I loved it. I did. I could feel that I loved it. I knew that I loved it. I loved thinking about him almost all of the time, I loved having a class with him, I loved meeting him and I loved liking him. Why I loved it was beyond me.

But I also knew what I hated. I hated having to admit it. I hated knowing that I would soon have to face my emotions someday and I hated knowing that no matter what happened; I couldn't ever resist him.

"Tramp," Natalie called form the driver's seat.

"Yeah," I turned my attention to her

"You haven't been listening to me for the past twenty minutes. What's wrong with you?" she snapped

"Nothing, I'm-" I reached for the door handle and pulled it open, stepping out.

"Are you crazy!?" she screeched but her voice was behind me; far, far behind me.

I felt pain, suddenly.

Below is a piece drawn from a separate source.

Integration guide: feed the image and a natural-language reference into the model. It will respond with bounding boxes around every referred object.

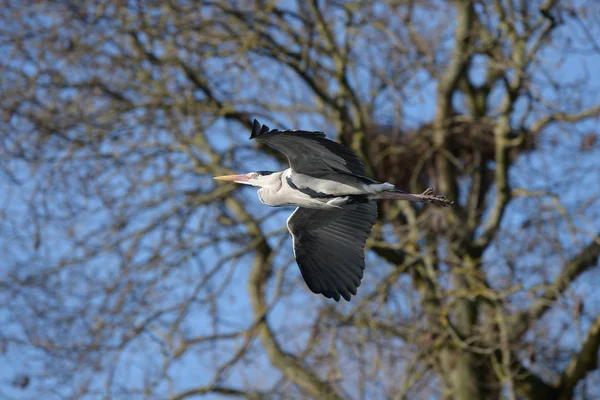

It shot throughout my right arm and then I felt the hot, cemented ground collide roughly with my back before I knew what was happening. I was rolling on the ground, pain shooting everywhere on my body before I stopped. I was laying on my right side now, black spots dancing in my vision.

"Jaymes!" I didn't know that voice, "Jaymes!" it was closer to me now, and footsteps were coming. A dark shadow clouded above me as I felt my body being turned on my back, I would've flinched if I could control my facial expression. "Jaymes!" I didn't know this voice. Other faces were above me, they were student's faces but my vision wasn't clear. I was in school. Different voices and different faces were the last thing I heard and saw before unconsciousness took over.